ROSE: A Universal Neural Grammar

New paper published in Cognitive Neuroscience on the neural code for natural language syntax (PDF here). This paper explores what neural mechanisms can potentially satisfy the demands of the free non-associative commutative magma emerging from contemporary formulations of a Merge-based syntax. These are proposed to be a delimited set of neural signatures that are hypothesized to constitute a human-specific “neural grammar” that gives rise to our capacity for language.

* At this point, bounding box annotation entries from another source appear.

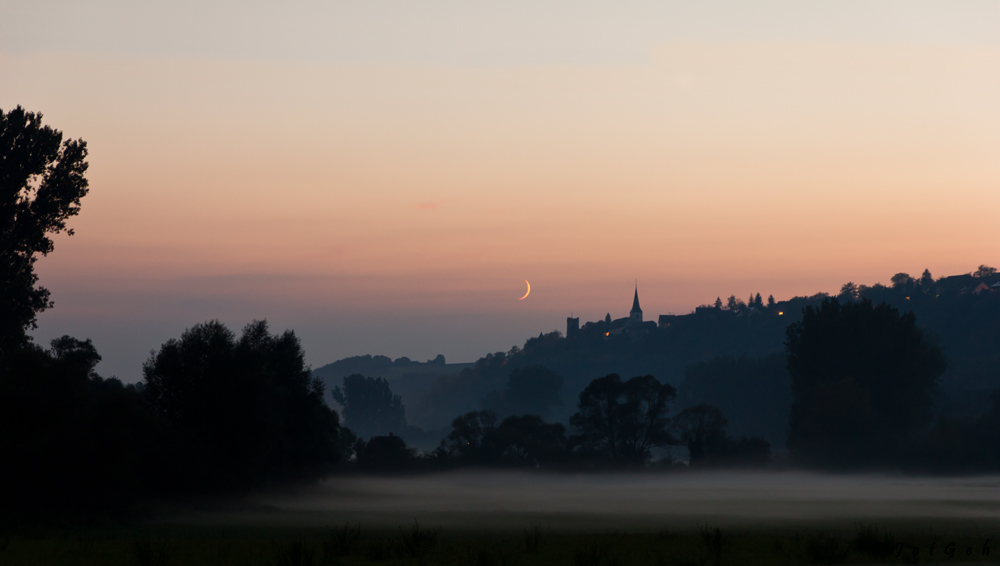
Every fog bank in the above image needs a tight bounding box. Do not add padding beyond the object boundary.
[229,471,1000,529]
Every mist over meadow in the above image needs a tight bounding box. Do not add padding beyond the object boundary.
[254,470,1000,530]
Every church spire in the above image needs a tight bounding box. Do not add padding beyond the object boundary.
[629,284,642,322]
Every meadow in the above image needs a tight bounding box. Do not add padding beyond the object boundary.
[0,472,1000,566]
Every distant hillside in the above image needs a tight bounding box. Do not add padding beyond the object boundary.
[315,269,1000,442]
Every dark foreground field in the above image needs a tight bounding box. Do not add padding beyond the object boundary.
[0,473,1000,566]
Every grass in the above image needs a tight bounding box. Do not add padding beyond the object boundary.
[0,522,1000,566]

“Processing natural language syntax requires a negotiation between symbolic and subsymbolic representations. Building on a recent neurocomputational architecture for syntax that scales from single units to inter-areal dynamics (ROSE), I discuss the prospects of reconciling the neural code for hierarchical syntax with predictive processes. Here, the higher levels of ROSE provide instructions for symbolic phrase structure representations (S/E), while the lower levels provide probabilistic aspects of linguistic processing (R/O), with different types of cross-frequency coupling being hypothesized to interface these domains. I argue that ROSE provides a possible infrastructure for flexibly implementing distinct types of minimalist grammar parsers for the real-time processing of language. This perspective helps to furnish a more restrictive ‘core language network’ in the brain than approaches that isolate general sentence composition. I define the language network as being critically involved in executing specific parsing operations (i.e., establishing phrasal categories, tree-structure depth, resolving dependencies, and retrieving proprietary lexico-syntactic representations), capturing these network-defining operations jointly with probabilistic aspects of parsing. ROSE offers a ‘mesoscopic protectorate’ for natural language; an intermediate level of emergent organizational complexity that demands multi-scale modeling. By drawing principled relations across computational, algorithmic and implementational Marrian levels, ROSE offers new constraints on what a unified neurocomputational settlement for natural language syntax might look like, providing a tentative scaffold for a ‘Universal Neural Grammar’ – a species-specific format for neurally organizing the construction of compositional syntactic structures, which matures in accordance with a genetically determined biological matrix.”